Reputation: 547
n = 1:5
lett = LETTERS[1:5]
value = character(length = 5)
size = numeric(length = 5)
for (i in 1:5) {
set.seed(i)
size[i] = sample(1:5, 1)
set.seed(i)
value[i] = paste(sample(lett, size[i]), collapse = ";")
}
dat = data.frame(n, value)
dat
> dat
n value
1 1 B;E
2 2 A
3 3 A
4 4 C;A;D
5 5 B;C
The data.frame is as above.

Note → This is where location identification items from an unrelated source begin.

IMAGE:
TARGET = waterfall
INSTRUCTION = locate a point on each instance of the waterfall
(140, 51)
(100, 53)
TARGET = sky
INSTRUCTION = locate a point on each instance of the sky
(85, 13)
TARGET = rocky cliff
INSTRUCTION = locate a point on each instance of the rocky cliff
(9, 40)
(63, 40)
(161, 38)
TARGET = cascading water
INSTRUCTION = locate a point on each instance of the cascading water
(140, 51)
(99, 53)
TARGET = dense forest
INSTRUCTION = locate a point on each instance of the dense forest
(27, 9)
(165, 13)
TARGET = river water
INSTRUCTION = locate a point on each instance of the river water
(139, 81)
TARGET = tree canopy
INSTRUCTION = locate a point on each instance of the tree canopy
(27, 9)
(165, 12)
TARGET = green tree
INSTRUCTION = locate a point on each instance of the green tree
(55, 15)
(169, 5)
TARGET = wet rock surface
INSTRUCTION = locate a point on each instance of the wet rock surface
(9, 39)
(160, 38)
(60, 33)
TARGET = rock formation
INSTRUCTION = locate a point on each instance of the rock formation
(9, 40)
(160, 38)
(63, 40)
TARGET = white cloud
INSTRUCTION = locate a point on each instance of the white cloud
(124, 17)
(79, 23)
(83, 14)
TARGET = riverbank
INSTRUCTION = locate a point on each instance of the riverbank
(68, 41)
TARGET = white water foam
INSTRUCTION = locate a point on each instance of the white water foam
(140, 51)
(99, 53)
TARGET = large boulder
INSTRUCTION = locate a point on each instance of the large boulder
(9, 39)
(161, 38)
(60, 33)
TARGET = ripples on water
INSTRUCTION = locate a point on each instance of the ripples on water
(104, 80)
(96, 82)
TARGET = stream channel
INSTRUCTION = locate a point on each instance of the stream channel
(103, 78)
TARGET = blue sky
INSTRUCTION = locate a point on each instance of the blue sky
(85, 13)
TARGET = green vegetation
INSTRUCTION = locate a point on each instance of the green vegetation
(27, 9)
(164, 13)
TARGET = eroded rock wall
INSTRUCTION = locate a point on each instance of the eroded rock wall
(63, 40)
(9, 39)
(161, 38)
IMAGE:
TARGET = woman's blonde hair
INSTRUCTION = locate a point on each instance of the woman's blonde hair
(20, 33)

I wish to clean the data.frame in the format of:
n A B C D E
1 No Yes No No Yes
2 ...
3 ...
4 ...
5 ...
What should I do? (suppose there are more than 5 categories in values and I do not know how many categories before cleaning the data)
Upvotes: 1
Views: 76
Reputation: 887028
We can split the 'value' column, get the frequency with mtabulate
for each of the unique elements, convert to a numeric index matrix and replace the values with 'No' and 'Yes'
library(qdapTools)
m1 <- (mtabulate(strsplit(as.character(dat$value), ";"))!=0)+1
m1[] <- c("No", "Yes")[m1]
data.frame(n = 1:nrow(m1), m1)
# n A B C D E
#1 1 No Yes No No Yes
#2 2 Yes No No No No
#3 3 Yes No No No No
#4 4 Yes No Yes Yes No
#5 5 No Yes Yes No No
Upvotes: 2